Now Khan’s daughter’s face has become part of the first-ever art installation aimed at an audience watching from the sky: American drone pilots.  Two weeks ago, artists spread out a large poster of the girl in Khyber Pakhtunkwwa, the Pakistani province that neighbors North Waziristan. The image on the sprawling poster comes from a photo (below) taken by Pakistani photographer Noor Behram a few hours after the strike on the girl’s home. 

The artists call their project #NotABugSplat, a reference to “bug splat,” drone-pilot lingo for kills.

A girl and her two brothers after surviving a drone strike in August 2010  Noor Behram/ Reprieve

The artist collective, which includes artists from France, Pakistan, and the United States, set up the poster with the help of the British charity Reprieve  and a Pakistani NGO, the Foundation for Fundamental Rights. They hope that the poster will make drone operators empathize with the people who live under their gaze. “We were considering whether to put words in the poster, but decided against it, since the photograph already speaks a thousand words,” one of the members of the collective, who asked to remain anonymous, told Mother Jones, “Her eyes say everything.”

When the artists arrived in Khyber Pakhtunkhwa, they were greeted by “warm, welcoming” villagers, who helped them unfold the gigantic image. The 90-foot by 60-foot poster took an hour and a half to unfurl. At ground level it looked like a bunch of pixels.

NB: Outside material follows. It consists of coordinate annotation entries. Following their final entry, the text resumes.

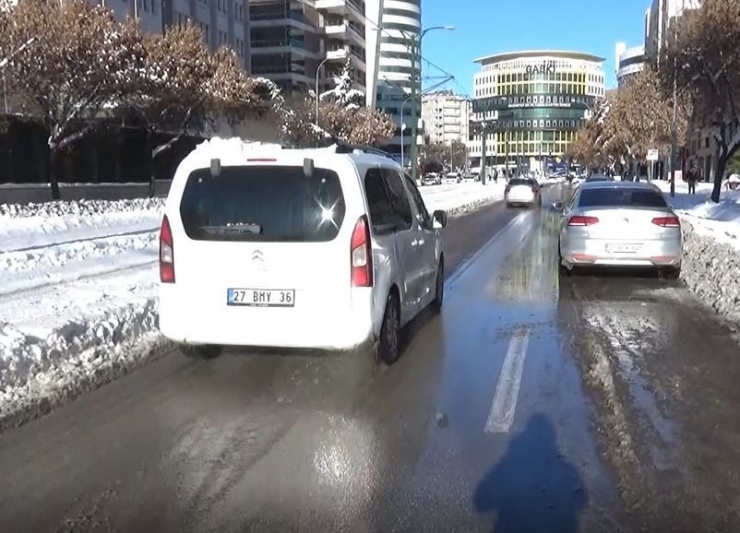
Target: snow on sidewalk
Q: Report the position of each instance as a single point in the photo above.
(711, 260)
(78, 292)
(720, 221)
(462, 197)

But once the villagers saw a photo of the image taken by the artists’ own remote-controlled mini-drone, they were ecstatic. 

Unfolding the image #NotABugSplat

Villagers with the poster #NotABugSplat.com

The poster as seen from the artists’ own drone #NotABugSplat

To get a sense of the scale of the poster, it helps to look at the road winding besides it, dotted by miniscule people who are “about the size of bugs”, says one of the artists.

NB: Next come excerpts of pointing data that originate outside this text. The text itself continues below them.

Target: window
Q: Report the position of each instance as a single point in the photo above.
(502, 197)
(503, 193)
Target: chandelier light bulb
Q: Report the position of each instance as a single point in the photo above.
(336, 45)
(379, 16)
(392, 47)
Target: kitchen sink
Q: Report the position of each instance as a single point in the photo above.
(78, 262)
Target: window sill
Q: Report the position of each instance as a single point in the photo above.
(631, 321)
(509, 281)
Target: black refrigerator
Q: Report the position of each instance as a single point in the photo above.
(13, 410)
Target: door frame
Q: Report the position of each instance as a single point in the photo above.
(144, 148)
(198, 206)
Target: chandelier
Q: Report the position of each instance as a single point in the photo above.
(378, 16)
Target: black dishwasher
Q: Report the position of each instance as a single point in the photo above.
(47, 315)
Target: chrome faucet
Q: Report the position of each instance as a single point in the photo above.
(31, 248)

The strike that killed most of the girl’s family also destroyed or badly damaged five other houses, killing at least nine civilians who were part of a community of Afghan refugees that had been there for two decades. The girl and her brothers were taken in by family members on the other side of the Pakistan-Afghanistan border.

More than 100 days have passed since the last American drone strike in Pakistan. The #NotABugSplat artists hope there they won’t have to make any more such posters. “But if the need is there, we will do more,” says the collective.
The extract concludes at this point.